La strada da imboccare è opposta a quella degli individualisti ripiegati sulla difesa a oltranza delle loro rendite parassitarie o degli esclusi-ribelli trascinati solo dal risentimento vendicativo e giustizialista, proiettati al centro della scena dopo la crisi diffusa e lo smantellamento pratico dei partiti di massa legati alle matrici delle ideologie politiche tradizionali.

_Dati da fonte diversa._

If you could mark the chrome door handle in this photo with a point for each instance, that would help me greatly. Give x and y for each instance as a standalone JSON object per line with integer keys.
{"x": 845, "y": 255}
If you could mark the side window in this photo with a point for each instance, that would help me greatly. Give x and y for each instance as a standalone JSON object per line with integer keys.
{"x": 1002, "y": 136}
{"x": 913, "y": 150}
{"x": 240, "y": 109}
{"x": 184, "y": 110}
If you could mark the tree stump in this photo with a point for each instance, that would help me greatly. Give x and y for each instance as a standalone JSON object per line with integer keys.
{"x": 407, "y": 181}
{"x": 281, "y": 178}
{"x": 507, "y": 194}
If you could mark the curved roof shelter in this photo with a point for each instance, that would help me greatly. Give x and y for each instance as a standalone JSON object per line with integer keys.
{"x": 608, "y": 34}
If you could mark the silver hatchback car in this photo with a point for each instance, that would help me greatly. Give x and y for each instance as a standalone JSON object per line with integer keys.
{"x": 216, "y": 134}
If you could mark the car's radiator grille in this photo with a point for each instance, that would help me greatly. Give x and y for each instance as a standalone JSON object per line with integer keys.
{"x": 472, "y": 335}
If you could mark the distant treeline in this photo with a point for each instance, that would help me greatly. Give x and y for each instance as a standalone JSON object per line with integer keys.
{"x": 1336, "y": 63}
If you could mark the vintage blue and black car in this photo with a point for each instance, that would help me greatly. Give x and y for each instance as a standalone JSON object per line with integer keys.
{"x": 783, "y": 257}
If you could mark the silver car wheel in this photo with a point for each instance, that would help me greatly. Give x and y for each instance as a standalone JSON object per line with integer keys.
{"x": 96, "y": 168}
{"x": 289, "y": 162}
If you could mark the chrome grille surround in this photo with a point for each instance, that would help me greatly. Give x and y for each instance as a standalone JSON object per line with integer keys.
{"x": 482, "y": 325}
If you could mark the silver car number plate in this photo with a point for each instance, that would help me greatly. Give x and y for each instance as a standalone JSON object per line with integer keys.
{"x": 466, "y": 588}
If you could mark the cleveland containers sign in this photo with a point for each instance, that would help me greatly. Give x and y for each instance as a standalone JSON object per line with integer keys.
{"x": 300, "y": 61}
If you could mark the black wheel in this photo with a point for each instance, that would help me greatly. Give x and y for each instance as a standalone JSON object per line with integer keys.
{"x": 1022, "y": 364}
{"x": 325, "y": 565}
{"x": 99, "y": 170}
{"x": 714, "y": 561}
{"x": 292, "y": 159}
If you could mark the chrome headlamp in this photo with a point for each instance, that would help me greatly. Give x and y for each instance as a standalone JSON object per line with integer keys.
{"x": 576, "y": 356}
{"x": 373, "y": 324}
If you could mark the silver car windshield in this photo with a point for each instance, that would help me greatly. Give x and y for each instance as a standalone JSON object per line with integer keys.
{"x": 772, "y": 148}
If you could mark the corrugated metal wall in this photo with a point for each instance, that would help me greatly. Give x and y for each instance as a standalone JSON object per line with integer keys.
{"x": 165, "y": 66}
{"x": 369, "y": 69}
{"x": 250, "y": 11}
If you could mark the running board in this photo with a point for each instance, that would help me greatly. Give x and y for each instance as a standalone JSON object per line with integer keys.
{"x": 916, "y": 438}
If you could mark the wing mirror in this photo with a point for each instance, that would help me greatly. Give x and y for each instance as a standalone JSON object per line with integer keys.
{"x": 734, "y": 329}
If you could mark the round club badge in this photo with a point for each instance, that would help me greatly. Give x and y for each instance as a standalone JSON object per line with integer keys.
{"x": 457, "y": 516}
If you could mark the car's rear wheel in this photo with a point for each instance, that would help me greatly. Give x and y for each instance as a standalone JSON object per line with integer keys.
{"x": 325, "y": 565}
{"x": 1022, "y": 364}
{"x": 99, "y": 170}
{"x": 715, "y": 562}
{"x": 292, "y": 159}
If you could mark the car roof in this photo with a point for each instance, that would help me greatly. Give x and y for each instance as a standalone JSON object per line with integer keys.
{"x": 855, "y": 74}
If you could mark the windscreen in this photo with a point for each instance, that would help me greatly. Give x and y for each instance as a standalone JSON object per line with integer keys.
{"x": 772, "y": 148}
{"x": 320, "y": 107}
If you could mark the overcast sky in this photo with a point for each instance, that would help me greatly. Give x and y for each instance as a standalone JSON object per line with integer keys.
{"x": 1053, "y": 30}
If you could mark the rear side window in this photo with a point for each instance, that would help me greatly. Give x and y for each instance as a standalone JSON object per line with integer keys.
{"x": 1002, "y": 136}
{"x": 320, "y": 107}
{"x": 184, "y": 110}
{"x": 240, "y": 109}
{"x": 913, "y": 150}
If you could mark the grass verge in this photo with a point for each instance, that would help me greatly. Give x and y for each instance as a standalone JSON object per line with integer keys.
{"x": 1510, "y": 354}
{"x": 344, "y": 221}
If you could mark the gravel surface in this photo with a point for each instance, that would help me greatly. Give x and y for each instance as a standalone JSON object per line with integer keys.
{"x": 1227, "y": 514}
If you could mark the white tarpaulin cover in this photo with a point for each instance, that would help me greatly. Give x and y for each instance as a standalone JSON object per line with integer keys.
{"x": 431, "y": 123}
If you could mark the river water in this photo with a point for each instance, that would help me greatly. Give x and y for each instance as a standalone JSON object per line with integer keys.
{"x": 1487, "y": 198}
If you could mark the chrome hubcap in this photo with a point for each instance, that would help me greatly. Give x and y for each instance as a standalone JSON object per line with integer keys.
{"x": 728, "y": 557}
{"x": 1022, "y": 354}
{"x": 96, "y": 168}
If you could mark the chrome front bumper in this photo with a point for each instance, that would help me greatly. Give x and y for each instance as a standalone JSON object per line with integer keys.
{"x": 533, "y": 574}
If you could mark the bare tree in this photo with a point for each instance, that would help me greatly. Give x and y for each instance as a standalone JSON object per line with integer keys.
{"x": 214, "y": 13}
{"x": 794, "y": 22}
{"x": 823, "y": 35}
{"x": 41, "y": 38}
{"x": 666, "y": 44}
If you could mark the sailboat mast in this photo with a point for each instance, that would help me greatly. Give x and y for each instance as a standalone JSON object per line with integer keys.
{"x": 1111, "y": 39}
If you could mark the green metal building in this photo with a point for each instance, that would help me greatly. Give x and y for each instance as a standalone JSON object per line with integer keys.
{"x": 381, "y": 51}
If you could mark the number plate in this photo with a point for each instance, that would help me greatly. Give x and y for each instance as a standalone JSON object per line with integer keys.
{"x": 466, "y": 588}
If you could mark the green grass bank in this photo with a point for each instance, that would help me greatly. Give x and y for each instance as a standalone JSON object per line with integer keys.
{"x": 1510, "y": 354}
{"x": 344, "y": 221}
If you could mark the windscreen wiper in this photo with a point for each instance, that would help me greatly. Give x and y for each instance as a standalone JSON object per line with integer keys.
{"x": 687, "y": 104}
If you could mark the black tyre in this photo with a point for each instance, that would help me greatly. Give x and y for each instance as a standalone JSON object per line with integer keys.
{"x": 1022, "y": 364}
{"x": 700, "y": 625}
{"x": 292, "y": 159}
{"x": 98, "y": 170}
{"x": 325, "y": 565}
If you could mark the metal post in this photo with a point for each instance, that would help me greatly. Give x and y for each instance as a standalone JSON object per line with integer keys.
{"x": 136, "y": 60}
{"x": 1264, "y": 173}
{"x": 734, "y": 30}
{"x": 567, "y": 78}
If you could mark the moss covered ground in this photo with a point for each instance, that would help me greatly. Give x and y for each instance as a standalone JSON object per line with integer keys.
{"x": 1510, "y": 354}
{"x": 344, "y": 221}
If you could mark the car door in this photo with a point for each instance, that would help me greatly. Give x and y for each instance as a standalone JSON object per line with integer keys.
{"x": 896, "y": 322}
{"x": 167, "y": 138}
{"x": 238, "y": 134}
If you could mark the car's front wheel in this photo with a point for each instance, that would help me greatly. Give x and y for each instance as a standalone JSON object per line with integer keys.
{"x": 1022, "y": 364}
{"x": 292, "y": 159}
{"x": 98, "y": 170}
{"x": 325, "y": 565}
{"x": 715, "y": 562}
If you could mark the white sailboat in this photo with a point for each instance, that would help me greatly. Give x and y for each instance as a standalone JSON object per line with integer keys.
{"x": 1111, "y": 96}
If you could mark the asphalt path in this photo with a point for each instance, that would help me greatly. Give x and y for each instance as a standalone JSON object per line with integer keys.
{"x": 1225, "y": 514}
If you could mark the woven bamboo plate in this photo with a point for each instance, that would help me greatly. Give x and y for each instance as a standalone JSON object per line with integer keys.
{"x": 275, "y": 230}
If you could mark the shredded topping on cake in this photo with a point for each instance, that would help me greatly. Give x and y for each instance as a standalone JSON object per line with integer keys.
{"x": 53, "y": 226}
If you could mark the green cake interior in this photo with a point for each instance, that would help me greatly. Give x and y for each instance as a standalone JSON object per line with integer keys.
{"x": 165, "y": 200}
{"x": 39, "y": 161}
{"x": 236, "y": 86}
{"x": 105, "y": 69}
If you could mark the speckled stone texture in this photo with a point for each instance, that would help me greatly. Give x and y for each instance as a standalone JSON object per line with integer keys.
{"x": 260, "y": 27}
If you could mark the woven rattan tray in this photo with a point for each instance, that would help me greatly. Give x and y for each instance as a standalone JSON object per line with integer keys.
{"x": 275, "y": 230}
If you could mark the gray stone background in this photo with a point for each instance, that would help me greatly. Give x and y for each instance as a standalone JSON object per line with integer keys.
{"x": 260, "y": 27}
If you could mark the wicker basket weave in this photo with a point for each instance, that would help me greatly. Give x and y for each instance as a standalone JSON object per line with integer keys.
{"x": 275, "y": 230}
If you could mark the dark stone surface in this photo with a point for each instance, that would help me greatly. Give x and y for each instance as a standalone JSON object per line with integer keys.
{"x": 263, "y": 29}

La ristrettezza della progettualità strategica, l’esasperata conflittualità interna e l’assoluta modestia delle capacità operative delle moderne classi politiche che “si trovano alla cuspide delle macchine governative deliberanti-amministrative” (p. 33), sempre più spesso dominate da “cacicchi a geometrie variabili sottoposti a fortissime influenze esterne” (p. 76), sono sotto gli occhi di tutti. Una volta di più si capisce, osservando le estenuanti diatribe degli ultimi mesi, che la via di uscita non può essere altro che il reintegro di “fattori culturali” diversi nell’esercizio del “mestiere” della politica. È la cultura, la “cultura in senso antropologico”, intesa come l’insieme delle risorse dei soggetti umani (visione del mondo, fedi, ideali, saperi, competenze), “che determina l’economia” (p. 41), non viceversa. Le regole attuali della convivenza sociale, in Italia, nel cerchio più largo della comunità europea, nell’orizzonte disteso del mondo, possono cambiare se scatta una volontà politica diversa, a cominciare dai corpi e dalle comunità della società civile in cui dovrebbero immergersi le radici primarie di ogni forma di leadership.
La salvezza è sempre alle porte, anche nelle situazioni di disagio più buie e pericolose. Ma perché si spacchino le prigioni delle forze che la tengono prigioniera, occorrono il salto di immaginazione e un sussulto di intraprendenza che reintroducano la tensione di una sana vena “utopica” (p. 84). Solo la forza di un ideale a misura di uomo può battere in breccia l’imperialismo del “Regno della Quantità” eretto a fulcro di dominio tendenzialmente universale (Mangia, pp. 97 ss.). L’utopia storicamente configurata è l’unica arma che possa contrastare la dittatura spietata dei numeri con la loro ratio politica “contabile”, ristretta all’ambito limitato dell’avere e dello sfruttamento intensivo dei valori accumulati.
Reagendo a questo totalitarismo strisciante che uccide l’etica nello stesso momento in cui svuota il diritto e la politica, secondo modelli così congeniali al nuovo dispotismo mercantilizzato che avanza ogni giorno di più dal lontano Oriente, ci si può mantenere all’altezza della tradizione più nobile dell’Occidente. Se non ci arrendiamo ai disastri che rischiano di uccidere la speranza, si potrà forse tentare di ricollocare qualche mattone di vera ricostruzione nel vuoto desolante creato dall’assenza dei “presupposti” che “lo Stato liberale secolarizzato [da solo] non è in grado di garantire” (Böckenförde). Anche dopo Maastricht, dopo le “grandi cesure” della storia degli ultimi decenni. E a maggior ragione dopo l’ondata subdolamente incontenibile di un attacco alla salute pubblica che resta per ora una minaccia sospesa nell’aria che si respira.